L'arrêt dont nous parlons est l'arrêt d'un Tribunal de l'UE, qui est indépendant, et qui annule une décision du Conseil de l'UE. C’est avant tout une affaire juridique entre les institutions de l'UE. Bien sûr, nous comprenons que le Maroc soit aussi concerné par cette question, c'est pourquoi l'Union européenne a fait de gros efforts pour consulter le Maroc dans la préparation du pourvoi contre cet arrêt.

L'UE a réagi immédiatement et avec détermination pour faire appel contre cet arrêt. Cette réaction a en effet été exemplaire et une des plus rapides dans l'histoire de l'UE: dès le lendemain de l'arrêt, la décision de faire appel contre l'arrêt du Conseil (des ministres européens, ndlr) a été préparée et adoptée quelques jours après à l'unanimité par tous les Etats membres, ce qui montre l'importance qu'attache l'UE à son partenariat avec le Maroc. Durant la préparation du recours, le Maroc a été tenu régulièrement informé de cette procédure dans le cadre des contraintes juridiques qui s'appliquent.

Cependant, il est clair que le royaume considère n'avoir pas été suffisamment associé à la procédure. Il a exigé des assurances et des clarifications additionnelles de la part de l'UE et nous sommes en contact étroit avec les responsables marocains pour dissiper tous les malentendus.

Quel est l’impact du gel des relations entre le Maroc et l’UE sur la délégation européenne présente au royaume?

Nous avons pris note de la déclaration du Chef de gouvernement marocain de geler les contacts officiels entre le gouvernement et la délégation de l’Union européenne, sauf au sujet du recours mentionné auparavant. Quelques réunions ont en effet été reportées, d’autres annulées. Il est encore trop tôt pour mesurer les conséquences, mais je crains que si la situation continue, elle pourrait avoir un impact négatif sur la coopération bilatérale.

Ceci dit, Rabat et Bruxelles s’entretiennent à très haut niveau pour régler la situation le plus vite possible et donner au Maroc les assurances qu'il souhaite dans le cadre juridique qui s'applique. L’Union européenne fait actuellement le maximum pour sortir de cette situation. Elle souhaite réellement poursuivre sa coopération avec le Maroc car c’est un partenariat d’une importance capitale, développé depuis quarante ans (les premiers programmes de coopération remontent à 1976, ndlr), mutuellement avantageux.

Je vous rappelle que nous sommes de proches voisins et nous dépendons l'un de l'autre.
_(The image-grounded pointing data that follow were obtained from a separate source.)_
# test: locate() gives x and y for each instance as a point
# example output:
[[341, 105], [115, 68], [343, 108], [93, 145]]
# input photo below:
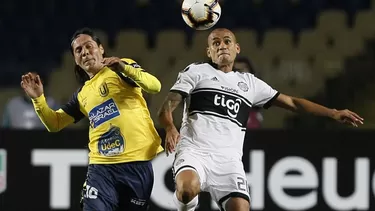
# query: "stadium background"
[[322, 50]]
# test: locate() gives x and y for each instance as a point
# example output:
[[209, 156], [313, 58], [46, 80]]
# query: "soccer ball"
[[201, 14]]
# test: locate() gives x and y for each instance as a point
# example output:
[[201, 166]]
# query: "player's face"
[[222, 47], [87, 54]]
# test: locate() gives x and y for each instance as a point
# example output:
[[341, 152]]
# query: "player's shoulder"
[[130, 62], [196, 67]]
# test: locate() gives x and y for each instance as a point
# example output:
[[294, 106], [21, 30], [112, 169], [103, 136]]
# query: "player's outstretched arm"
[[166, 120], [301, 105], [131, 69], [53, 120]]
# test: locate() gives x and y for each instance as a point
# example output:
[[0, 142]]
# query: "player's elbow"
[[155, 88], [53, 130]]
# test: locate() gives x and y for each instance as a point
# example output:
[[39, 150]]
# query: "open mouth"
[[87, 61]]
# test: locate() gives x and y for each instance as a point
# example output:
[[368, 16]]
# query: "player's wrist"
[[170, 127], [332, 113]]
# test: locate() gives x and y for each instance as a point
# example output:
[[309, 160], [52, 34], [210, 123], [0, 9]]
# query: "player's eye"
[[78, 50]]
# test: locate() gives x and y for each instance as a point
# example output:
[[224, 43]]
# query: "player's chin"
[[224, 59]]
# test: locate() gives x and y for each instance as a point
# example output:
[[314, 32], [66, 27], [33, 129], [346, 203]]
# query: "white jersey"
[[217, 107]]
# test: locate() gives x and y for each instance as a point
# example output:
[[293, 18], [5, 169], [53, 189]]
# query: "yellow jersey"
[[121, 128]]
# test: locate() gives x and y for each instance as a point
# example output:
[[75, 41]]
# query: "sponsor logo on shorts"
[[179, 162], [3, 170], [103, 112], [139, 202]]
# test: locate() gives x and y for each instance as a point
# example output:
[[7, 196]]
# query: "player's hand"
[[114, 63], [348, 117], [32, 85], [171, 139]]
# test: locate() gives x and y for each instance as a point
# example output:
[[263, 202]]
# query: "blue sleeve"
[[72, 108]]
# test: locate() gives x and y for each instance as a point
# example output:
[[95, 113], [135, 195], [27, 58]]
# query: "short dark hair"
[[248, 63], [80, 74]]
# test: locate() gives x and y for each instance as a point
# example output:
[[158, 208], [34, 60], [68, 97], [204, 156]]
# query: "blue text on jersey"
[[103, 112]]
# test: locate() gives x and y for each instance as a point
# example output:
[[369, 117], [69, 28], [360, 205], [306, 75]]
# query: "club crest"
[[103, 89]]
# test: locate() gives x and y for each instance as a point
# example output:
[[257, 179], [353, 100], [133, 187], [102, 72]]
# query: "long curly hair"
[[80, 74]]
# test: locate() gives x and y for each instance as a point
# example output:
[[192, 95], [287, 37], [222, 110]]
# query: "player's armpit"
[[53, 120], [145, 80], [169, 105], [172, 100]]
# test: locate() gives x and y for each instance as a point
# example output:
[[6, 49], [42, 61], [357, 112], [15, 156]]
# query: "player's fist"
[[32, 85], [348, 117], [114, 63]]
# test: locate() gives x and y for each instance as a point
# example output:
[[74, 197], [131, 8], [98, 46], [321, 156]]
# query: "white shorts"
[[223, 178]]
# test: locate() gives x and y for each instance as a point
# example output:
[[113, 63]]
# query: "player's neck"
[[93, 72]]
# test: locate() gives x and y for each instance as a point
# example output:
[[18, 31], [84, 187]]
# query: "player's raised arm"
[[166, 120], [186, 82], [53, 120], [301, 105], [135, 72]]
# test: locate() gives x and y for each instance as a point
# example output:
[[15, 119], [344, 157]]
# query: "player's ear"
[[101, 49], [238, 48]]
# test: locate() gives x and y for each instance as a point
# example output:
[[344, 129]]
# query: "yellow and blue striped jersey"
[[121, 128]]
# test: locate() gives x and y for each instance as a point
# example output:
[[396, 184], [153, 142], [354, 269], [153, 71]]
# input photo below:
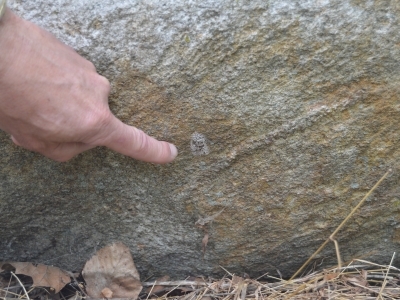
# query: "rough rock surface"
[[285, 114]]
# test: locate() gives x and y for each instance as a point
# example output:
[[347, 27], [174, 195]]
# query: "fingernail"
[[174, 151]]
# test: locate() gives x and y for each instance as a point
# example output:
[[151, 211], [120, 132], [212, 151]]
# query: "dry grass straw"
[[360, 279]]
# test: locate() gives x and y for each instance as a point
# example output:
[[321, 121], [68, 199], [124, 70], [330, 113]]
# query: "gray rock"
[[297, 103]]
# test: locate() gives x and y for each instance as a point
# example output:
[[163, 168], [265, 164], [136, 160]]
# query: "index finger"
[[133, 142]]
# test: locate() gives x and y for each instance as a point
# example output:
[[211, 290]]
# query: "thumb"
[[130, 141]]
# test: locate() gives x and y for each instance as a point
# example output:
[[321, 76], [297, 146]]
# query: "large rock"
[[285, 114]]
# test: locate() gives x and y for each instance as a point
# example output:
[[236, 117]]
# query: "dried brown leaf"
[[157, 288], [42, 275], [330, 276], [236, 279], [112, 267], [107, 293], [357, 280]]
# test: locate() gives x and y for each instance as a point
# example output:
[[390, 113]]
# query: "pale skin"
[[53, 101]]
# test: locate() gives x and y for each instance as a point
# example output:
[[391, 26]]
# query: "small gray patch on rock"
[[198, 144]]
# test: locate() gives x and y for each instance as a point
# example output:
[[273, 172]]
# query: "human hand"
[[52, 100]]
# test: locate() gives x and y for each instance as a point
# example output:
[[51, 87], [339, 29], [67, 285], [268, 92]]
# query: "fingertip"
[[174, 151], [15, 141]]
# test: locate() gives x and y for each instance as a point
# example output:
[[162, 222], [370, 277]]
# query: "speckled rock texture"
[[285, 113]]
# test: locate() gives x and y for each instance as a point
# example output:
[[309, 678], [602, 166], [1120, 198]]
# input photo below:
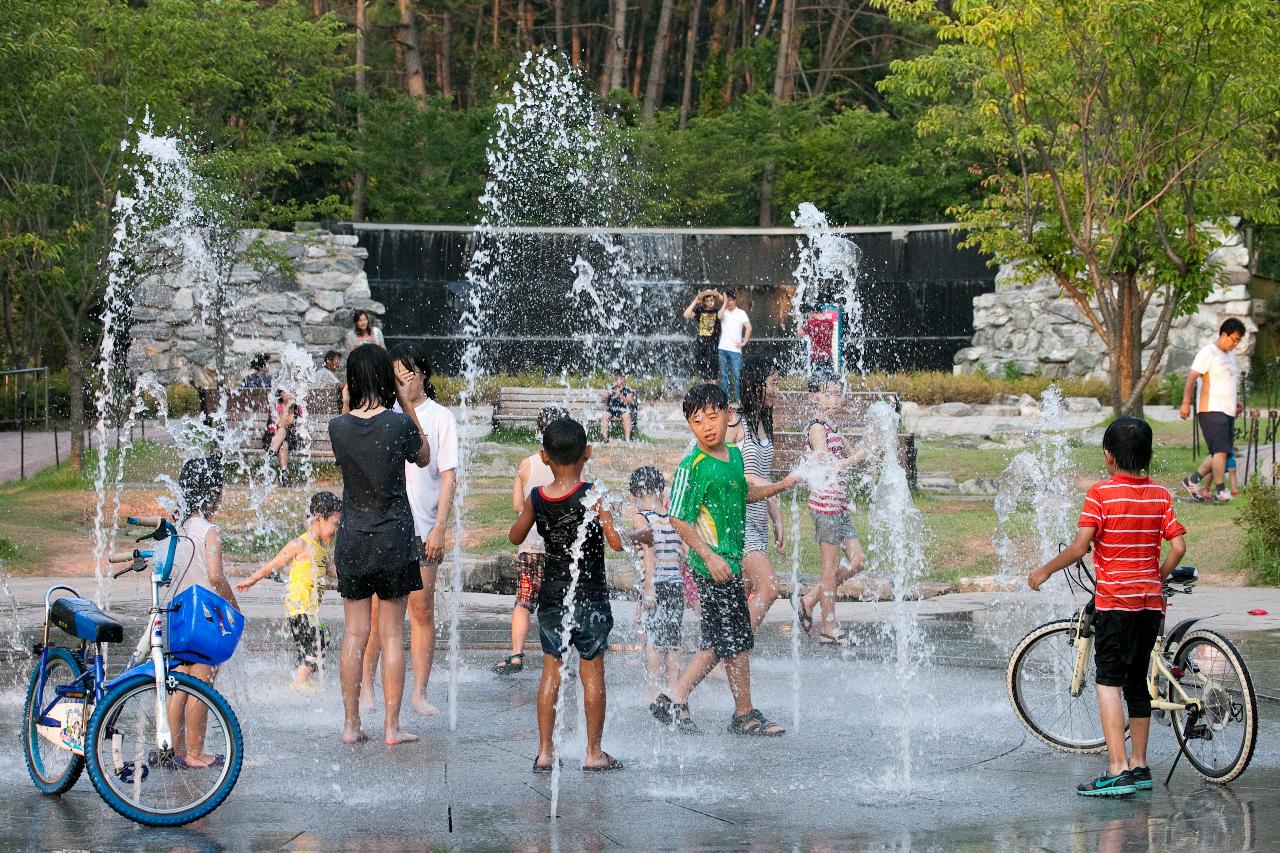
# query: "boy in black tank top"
[[560, 514]]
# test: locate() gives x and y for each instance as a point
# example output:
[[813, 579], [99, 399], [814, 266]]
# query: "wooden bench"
[[794, 411], [247, 410], [521, 406]]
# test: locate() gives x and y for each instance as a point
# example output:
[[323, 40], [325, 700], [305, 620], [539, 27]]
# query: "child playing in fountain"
[[307, 559], [663, 594], [708, 509], [1124, 519], [558, 512], [828, 505]]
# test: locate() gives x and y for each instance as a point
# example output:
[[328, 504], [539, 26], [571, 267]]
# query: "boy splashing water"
[[560, 514], [1124, 519]]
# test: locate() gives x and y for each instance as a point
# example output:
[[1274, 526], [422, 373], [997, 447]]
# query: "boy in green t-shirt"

Le Maroc bénéficie aussi beaucoup de notre partenariat: 55% du commerce extérieur du Maroc s'effectue avec l'UE et 70% des investissements étrangers viennent de l'UE. L'Union est le premier partenaire de développement avec des dons estimés à près de 2 milliards de dirhams chaque année. Depuis 1995, l'Union européenne a investi plus de 100 milliards de dirhams au Maroc pour le développement de plusieurs domaines comme la santé, l'éducation, l'agriculture, la justice, et les droits de l'Homme pour n'en citer que quelques uns.

Sur le plan humain, nous sommes étroitement liés, avec près de 2,5 millions de Marocains vivant en Europe, qui sont d'ailleurs les premiers ressortissants dans le monde à acquérir la citoyenneté d'un Etat membre: entre 2004 et 2013, plus de 614.000 Marocains ont acquis une nationalité européenne. C'est donc un partenariat vaste et important qui mérite d'être traité avec un respect mutuel.

Comment se manifeste concrètement le partenariat agricole entre le Maroc et l’Union européenne?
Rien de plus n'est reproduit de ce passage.